This article was originally featured in the BWH Bulletin.
A first-of-its-kind clinical trial at the Brigham has shown that administering an oral multiple sclerosis (MS) drug to patients younger than 18 years of age is safe and 82 percent more effective than an injectable treatment that is the current standard of care.
Although multiple sclerosis is a disease that primarily affects adults, it’s estimated that up to 5 percent of patients with MS have a history of symptoms before age 18. Although some medications for adults are used “off-label” to treat these young patients, there are currently no drugs approved by the U.S. Food and Drug Administration (FDA) for treating MS in children.
Tanuja Chitnis, MD, a neurologist in the Ann Romney Center for Neurologic Diseases, led the international consortium of researchers who studied the MS drug fingolimod. The team found that the drug was even more effective at preventing relapse than the current standard of care, and prevented relapse better in this young patient population than it did in adults. Pediatric patients with MS are more likely to experience relapse than adults and can have cognitive issues, walking disabilities and other impairments.

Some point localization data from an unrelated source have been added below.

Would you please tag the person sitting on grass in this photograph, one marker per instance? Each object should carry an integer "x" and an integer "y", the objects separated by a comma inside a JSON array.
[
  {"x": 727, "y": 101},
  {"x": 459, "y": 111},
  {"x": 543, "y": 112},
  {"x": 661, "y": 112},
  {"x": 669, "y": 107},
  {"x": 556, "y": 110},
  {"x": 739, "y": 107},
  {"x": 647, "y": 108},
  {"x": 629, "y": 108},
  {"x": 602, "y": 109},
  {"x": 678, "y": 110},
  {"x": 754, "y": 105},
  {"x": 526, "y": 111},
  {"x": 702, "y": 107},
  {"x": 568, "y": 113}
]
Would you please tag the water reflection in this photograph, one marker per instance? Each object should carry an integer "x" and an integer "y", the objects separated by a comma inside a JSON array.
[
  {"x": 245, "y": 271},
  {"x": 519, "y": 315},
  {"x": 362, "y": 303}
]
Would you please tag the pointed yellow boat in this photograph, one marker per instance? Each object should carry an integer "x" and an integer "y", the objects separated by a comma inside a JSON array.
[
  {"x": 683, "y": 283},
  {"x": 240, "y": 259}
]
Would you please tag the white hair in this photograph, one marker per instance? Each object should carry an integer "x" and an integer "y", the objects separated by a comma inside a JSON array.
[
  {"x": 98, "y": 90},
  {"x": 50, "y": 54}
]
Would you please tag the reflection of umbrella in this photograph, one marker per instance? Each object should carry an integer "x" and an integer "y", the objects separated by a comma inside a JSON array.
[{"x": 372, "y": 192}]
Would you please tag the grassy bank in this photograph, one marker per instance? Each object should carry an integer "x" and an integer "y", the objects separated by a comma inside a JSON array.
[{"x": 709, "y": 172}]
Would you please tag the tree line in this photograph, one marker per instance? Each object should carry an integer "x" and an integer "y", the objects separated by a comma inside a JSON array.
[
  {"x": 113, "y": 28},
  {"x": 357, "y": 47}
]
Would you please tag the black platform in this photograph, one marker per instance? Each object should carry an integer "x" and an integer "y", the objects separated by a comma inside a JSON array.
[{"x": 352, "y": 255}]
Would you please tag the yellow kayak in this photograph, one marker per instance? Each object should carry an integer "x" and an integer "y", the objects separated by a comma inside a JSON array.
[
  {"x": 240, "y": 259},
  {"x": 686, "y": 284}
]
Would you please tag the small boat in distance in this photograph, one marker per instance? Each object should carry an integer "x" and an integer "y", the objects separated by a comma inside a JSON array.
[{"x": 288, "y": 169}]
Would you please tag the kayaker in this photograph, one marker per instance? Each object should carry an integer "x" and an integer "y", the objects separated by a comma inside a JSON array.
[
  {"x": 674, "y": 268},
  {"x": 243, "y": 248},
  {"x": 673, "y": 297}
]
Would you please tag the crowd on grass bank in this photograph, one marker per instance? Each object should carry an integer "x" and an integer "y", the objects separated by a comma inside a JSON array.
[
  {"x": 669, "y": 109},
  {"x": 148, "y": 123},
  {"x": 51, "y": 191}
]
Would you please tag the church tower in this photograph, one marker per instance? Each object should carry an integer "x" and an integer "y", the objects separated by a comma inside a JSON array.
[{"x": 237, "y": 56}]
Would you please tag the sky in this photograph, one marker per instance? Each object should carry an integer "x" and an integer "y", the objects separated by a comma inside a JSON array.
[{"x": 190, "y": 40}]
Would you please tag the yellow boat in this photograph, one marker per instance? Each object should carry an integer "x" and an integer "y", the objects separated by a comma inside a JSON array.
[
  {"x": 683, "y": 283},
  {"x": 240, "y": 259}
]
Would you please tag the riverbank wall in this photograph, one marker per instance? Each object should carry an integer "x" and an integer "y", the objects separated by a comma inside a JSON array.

“I’ve been working in this field for 15 years, and I believe this is going to change the treatment of this disease,” said Chitnis, who is also the medical director of the CLIMB Natural History study at the Partners MS Center and founding director of the Partners Pediatric MS Center at MassGeneral Hospital for Children. “There’s a growing awareness that children can have MS. We need clinical data on the relative efficacy, safety and tolerability of drugs that we use to treat adults in our pediatric population.”
The trial is the first randomized, clinical trial in pediatric MS. Known as the PARADIGMS trial, the two-year study included patients between ages 10 and 18 who had experienced a relapse of MS in the last year.
The team found that fingolimod reduced the annual relapse rate by 82 percent compared to those who received the current standard of care, an injection called interferon beta-1a. Additionally, the safety profile of the drug was like that seen in adults. As of now, fingolimod has not received FDA approval for pediatric use.
Chitnis also sees broader implications for early detection and treatment of MS. “Pediatric MS represents one of the earliest forms of the disease, or MS in its onset, and the high efficacy of this drug shows it may target an important mechanism for the initiation of MS,” said Chitnis.